Take Spanish subtitles to reach the one-third of web series viewers who are Hispanic. Leaver credits piracy for that discovery.
“I had noticed some girl in Buenos Aires who had illegally downloaded Out With Dad, added Spanish subtitles and uploaded the series to her own YouTube channel, where she had more viewers than we had on our YouTube channel,” he recalls.
So Leaver sent the Argentinian teenager a letter that, while criticizing her for uploading the web series without compensating its creators, recommended that she view an early episode and subtitle it in Spanish.
In return, Leaver promised to cut a trailer to stream on the young woman’s YouTube channel out of Argentina.
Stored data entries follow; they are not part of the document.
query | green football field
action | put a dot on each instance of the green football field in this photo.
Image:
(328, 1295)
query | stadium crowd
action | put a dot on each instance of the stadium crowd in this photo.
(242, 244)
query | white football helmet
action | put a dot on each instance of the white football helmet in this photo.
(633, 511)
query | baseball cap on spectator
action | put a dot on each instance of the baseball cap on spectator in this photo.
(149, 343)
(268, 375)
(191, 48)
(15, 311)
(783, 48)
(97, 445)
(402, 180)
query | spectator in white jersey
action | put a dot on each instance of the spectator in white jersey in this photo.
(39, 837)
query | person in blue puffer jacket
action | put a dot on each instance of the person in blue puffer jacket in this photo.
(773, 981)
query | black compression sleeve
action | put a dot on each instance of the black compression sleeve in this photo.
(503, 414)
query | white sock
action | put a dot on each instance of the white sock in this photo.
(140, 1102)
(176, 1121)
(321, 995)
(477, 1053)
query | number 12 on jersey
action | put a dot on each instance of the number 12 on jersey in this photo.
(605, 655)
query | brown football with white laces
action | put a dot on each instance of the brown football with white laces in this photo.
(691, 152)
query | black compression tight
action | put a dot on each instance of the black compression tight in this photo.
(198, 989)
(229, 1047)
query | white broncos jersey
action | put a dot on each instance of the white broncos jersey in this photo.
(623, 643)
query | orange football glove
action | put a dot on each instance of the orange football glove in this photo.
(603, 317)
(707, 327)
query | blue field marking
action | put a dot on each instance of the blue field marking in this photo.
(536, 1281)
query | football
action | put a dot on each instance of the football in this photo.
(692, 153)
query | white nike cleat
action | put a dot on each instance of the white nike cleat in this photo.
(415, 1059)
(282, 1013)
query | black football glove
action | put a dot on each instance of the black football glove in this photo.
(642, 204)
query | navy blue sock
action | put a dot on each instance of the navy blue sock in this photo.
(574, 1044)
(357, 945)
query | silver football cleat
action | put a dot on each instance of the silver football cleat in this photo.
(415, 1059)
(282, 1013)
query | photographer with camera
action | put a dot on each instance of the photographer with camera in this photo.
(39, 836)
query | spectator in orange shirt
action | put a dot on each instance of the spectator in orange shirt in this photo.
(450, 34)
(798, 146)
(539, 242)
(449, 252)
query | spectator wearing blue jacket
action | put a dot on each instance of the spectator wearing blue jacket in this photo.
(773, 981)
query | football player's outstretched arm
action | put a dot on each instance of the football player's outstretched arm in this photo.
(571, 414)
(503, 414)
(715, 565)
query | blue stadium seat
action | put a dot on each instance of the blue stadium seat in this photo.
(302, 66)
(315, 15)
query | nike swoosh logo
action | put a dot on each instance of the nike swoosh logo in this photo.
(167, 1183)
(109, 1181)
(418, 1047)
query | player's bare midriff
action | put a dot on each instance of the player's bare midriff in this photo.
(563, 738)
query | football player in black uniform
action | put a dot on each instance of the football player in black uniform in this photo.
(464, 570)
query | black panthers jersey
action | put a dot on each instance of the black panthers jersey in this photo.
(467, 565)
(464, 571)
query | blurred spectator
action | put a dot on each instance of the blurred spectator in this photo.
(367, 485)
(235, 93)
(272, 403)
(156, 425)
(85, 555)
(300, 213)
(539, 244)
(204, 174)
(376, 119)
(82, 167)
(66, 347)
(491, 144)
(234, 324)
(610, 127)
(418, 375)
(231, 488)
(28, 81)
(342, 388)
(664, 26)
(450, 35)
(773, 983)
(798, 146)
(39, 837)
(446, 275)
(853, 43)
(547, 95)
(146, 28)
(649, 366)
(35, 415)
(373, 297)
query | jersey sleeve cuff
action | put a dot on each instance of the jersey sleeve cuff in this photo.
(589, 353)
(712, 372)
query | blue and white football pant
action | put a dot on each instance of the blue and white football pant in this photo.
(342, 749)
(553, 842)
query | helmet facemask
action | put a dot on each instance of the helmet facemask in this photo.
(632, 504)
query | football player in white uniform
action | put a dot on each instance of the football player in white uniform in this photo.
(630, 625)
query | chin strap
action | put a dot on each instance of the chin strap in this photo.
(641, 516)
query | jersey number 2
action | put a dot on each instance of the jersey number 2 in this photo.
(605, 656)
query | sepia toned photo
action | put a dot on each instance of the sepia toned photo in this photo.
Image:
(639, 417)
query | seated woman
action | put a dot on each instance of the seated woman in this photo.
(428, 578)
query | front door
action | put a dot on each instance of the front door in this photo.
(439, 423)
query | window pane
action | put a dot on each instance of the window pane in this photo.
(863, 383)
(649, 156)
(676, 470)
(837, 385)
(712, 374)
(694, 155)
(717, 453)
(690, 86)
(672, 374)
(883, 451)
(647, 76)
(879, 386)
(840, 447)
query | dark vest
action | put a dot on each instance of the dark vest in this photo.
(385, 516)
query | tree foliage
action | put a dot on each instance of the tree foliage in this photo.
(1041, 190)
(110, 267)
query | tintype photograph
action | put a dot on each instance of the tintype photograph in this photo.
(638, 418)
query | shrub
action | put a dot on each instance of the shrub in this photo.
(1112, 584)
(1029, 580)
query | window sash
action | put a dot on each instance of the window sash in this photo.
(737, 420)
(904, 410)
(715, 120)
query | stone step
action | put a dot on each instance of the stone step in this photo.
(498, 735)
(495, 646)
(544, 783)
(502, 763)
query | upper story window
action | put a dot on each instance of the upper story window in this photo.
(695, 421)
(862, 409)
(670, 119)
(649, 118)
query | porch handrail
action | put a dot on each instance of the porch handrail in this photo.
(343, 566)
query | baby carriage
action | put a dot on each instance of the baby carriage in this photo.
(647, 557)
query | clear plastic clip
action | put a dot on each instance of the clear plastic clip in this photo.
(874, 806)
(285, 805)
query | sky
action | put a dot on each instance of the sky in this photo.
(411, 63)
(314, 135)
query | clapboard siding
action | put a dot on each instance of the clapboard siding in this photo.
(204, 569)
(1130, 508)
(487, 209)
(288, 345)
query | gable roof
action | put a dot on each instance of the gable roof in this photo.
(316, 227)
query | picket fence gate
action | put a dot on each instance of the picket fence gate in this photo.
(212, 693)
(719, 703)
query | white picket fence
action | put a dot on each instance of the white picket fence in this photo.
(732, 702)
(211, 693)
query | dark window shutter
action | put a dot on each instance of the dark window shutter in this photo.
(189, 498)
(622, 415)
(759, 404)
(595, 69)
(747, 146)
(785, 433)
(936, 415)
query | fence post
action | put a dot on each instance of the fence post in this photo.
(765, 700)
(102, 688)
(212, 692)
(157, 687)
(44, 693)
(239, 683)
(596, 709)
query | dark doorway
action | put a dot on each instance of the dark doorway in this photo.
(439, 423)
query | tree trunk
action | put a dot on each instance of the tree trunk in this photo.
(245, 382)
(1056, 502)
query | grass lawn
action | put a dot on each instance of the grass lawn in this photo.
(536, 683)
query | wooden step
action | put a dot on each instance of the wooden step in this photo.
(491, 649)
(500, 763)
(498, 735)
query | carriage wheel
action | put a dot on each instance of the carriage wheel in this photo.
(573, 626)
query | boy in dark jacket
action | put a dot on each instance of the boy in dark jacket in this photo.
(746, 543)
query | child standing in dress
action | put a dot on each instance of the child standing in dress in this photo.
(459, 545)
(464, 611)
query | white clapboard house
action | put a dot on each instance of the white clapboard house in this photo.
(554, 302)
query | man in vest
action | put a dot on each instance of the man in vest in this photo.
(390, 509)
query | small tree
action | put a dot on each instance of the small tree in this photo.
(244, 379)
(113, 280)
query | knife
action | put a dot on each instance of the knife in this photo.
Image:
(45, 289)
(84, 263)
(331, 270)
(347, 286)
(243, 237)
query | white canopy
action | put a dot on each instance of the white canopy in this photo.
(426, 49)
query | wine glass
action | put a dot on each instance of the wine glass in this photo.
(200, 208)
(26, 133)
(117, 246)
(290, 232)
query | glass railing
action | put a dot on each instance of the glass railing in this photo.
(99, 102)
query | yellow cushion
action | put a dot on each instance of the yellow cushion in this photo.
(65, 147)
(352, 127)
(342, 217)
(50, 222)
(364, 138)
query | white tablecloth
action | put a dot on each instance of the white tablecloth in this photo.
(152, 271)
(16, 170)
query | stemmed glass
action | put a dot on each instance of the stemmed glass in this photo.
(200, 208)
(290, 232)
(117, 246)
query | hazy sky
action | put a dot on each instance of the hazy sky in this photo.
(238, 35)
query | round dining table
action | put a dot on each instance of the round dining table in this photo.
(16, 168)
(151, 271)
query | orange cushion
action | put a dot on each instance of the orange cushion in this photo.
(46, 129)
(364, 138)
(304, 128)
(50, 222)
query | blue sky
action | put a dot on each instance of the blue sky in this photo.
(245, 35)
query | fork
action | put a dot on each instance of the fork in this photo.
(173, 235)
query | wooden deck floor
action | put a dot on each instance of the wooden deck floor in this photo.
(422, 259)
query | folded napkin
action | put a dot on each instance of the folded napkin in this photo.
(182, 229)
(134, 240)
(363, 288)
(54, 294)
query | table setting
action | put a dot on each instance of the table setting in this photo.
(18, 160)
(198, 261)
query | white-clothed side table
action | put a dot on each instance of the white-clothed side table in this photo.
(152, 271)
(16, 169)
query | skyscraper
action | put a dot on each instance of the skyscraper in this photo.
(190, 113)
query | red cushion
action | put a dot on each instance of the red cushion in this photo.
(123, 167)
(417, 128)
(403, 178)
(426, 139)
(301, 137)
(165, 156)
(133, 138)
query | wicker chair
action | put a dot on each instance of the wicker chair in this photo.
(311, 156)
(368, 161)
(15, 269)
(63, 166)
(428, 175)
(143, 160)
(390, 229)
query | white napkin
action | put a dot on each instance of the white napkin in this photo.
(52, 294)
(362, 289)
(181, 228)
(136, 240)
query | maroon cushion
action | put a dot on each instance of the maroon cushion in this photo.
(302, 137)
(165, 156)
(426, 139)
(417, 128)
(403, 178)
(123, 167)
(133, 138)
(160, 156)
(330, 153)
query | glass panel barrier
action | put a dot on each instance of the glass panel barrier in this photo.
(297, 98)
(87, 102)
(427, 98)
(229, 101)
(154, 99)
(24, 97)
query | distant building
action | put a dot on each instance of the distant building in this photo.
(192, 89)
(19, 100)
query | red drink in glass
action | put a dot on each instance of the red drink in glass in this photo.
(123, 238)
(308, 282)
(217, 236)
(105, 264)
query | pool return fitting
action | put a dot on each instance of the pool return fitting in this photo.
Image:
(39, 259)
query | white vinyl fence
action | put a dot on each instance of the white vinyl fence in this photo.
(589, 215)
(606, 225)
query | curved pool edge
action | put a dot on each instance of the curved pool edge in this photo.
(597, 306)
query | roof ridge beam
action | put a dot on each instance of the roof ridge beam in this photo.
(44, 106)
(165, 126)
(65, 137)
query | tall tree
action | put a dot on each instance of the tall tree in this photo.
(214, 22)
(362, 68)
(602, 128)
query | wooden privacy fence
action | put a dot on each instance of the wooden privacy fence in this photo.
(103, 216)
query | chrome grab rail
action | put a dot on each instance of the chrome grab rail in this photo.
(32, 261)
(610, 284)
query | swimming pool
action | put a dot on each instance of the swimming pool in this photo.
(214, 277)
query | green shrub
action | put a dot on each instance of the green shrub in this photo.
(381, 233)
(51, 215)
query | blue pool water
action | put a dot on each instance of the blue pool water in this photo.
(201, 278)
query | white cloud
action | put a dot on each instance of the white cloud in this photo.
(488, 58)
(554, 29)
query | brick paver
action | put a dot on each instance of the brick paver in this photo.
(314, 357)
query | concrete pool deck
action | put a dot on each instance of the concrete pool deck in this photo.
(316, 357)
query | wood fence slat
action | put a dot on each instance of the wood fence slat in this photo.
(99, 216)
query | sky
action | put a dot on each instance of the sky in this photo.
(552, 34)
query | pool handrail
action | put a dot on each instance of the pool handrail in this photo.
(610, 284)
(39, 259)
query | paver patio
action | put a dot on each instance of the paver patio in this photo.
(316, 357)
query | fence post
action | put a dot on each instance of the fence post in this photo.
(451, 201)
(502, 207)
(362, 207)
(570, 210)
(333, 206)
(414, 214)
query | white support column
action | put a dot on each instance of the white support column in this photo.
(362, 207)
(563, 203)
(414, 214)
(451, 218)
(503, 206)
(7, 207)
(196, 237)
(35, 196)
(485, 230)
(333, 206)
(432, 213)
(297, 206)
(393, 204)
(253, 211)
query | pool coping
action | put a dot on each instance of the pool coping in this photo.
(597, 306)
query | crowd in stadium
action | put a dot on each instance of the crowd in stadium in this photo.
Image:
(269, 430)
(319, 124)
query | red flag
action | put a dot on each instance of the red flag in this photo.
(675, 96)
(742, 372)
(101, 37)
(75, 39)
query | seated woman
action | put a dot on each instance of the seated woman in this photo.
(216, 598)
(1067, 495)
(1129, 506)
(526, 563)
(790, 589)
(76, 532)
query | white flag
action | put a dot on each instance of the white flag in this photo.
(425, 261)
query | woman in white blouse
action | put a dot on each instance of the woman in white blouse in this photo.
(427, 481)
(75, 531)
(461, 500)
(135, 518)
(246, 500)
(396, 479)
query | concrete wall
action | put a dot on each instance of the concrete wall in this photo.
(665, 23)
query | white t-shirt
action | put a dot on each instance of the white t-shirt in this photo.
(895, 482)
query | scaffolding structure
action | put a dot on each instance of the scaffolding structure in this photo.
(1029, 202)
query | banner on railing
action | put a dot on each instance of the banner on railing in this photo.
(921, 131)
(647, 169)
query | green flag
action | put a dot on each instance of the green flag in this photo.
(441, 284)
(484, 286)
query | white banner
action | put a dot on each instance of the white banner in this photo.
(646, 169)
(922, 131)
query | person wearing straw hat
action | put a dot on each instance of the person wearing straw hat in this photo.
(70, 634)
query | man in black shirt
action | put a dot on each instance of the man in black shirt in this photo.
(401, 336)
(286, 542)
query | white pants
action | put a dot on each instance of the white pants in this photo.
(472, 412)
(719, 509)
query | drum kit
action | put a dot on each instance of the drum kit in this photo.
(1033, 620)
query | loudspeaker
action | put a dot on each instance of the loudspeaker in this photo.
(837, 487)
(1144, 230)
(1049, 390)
She agreed, and the day an Out With Dad episode with Spanish subtitles went out, the worldwide audience did more than spike.
“The audience jumped, because it didn’t come down again,” Leaver says.
“They really like the show and very often the comments and feedback is in Spanish, or in poor English,” he adds.
Today, the Argentinian teenager is part of the Out With Dad production team, as are translators in six other languages.
But as an idea steadily becomes a business, there’s the current challenges of crowdfunding and securing sponsorship coin for a third season.
“Now I have a fan base. So it’s working. We’ve raised money,” Leaver reports, without specifying how much.
He adds Out With Dad will need around $100,000 to produce a third season where everyone on the project gets paid.
It won’t be scale, likely minimum wage, or around $100 a day.
But that should get Leaver a schedule for his third season that he didn’t have on the second.
With short web drama episodes, and scenes typically requiring two or three actors and a small crew, he estimates Out With Dad is near to completing financing for a third season.
“I think we have raised enough for five days of shooting. We’re off to a good start,” Leaver says as he continues to feed the international beast that is his international web drama audience.